Newsome actually got to play Georgia Tech and his former Carrollton teammate Broderick Snoddy in 2015. But he’ll miss Notre Dame’s return trip to Athens in 2019. He will be graduated by then.

Newsome used to have a lot of hair before donating it for cancer patients./Dawgnation)

In the meantime Newsome has thrived under the Golden Dome, not just as a player but as a student in the school’s prestigious college of business and off the field with regard to community service. At the moment his head is shaven almost clean. That’s because he donated the flowing blond locks he had become known for to St. Baldrick’s for children with cancer.
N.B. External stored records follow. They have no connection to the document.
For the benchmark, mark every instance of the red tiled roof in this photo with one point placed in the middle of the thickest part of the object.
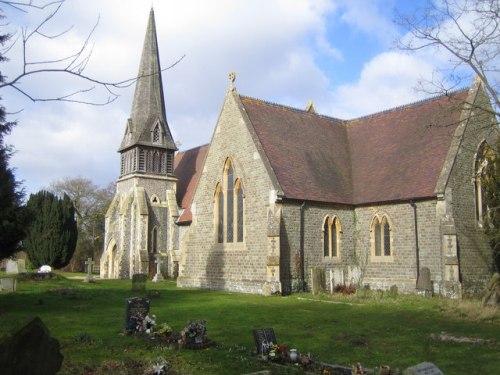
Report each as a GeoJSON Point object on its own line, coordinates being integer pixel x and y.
{"type": "Point", "coordinates": [187, 168]}
{"type": "Point", "coordinates": [388, 156]}
{"type": "Point", "coordinates": [308, 153]}
{"type": "Point", "coordinates": [399, 154]}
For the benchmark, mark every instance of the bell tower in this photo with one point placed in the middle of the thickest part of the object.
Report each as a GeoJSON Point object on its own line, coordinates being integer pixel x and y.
{"type": "Point", "coordinates": [140, 222]}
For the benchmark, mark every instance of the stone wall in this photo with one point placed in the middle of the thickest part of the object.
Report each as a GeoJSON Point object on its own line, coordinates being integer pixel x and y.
{"type": "Point", "coordinates": [237, 266]}
{"type": "Point", "coordinates": [401, 268]}
{"type": "Point", "coordinates": [475, 255]}
{"type": "Point", "coordinates": [355, 263]}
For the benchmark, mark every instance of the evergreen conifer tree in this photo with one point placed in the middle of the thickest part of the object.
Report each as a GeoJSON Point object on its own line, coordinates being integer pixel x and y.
{"type": "Point", "coordinates": [52, 235]}
{"type": "Point", "coordinates": [12, 213]}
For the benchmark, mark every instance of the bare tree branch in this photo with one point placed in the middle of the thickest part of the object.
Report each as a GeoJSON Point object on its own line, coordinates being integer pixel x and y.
{"type": "Point", "coordinates": [469, 31]}
{"type": "Point", "coordinates": [71, 66]}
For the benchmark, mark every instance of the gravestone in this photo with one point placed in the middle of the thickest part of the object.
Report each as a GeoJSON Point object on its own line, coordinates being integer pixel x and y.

In a nutshell, Newsome loves it here. Well, with the notable exception of those snowy walks to the Guglielmino Athletic Center for 5:15 a.m. workouts in the offseason. But none of it has been easy, especially the academic end of the equation.

“I had always heard what a prestigious academic institution Notre Dame always was, so I knew I was coming into a challenge,” Newsome said. “I feel as though Carrollton did prepare me for what was going to come, but any high school can only prepare you so much. There’s always going to be some realization where you tell yourself, ‘wow, I’m really going to have to buckle down if I truly want to compete on the field and in the classroom.’ That’s what Notre Dame is. You earn what you get here, whether it’s on the football field or in the classroom.”

Newsome knows many UGA players

Newsome knows several of Georgia’s players. He’s especially close with walk-on place-kicker Rodrigo Blankenship and was good friends with former kicker William Ham as well. That’s because all of them competed in the various kicking camps around the state in high school.

“I know Rodrigo pretty well,” he said. “I know them from camps and being recruited at the same time. Those guys are really great dudes, guys I value competing with at that age. Now at this level it’s really nice to see them succeed, it makes me really happy.”

Newsome has followed the Bulldogs’ kicking and punting developments closely and wanted to know if “the transfer guys” – Cameron Nizialek and William Marvin — were going to end up playing this fall. He was told that’s undecided at the moment.

Either way, he’s excited about seeing the Bulldogs in South Bend in September. He’s one of a few Irish from the Peach State, including backup quarterback and holder Montgomery VanGorder of Buford and receiver Mick Assaf of Atlanta’s Pace Academy.

“It’s fun talking about playing a team from back home,” Newsome said. “Georgia is the team that generally everybody talks about in my area. It’s either Georgia or Auburn where I’m from.”

It’s all Irish for the Newsomes now.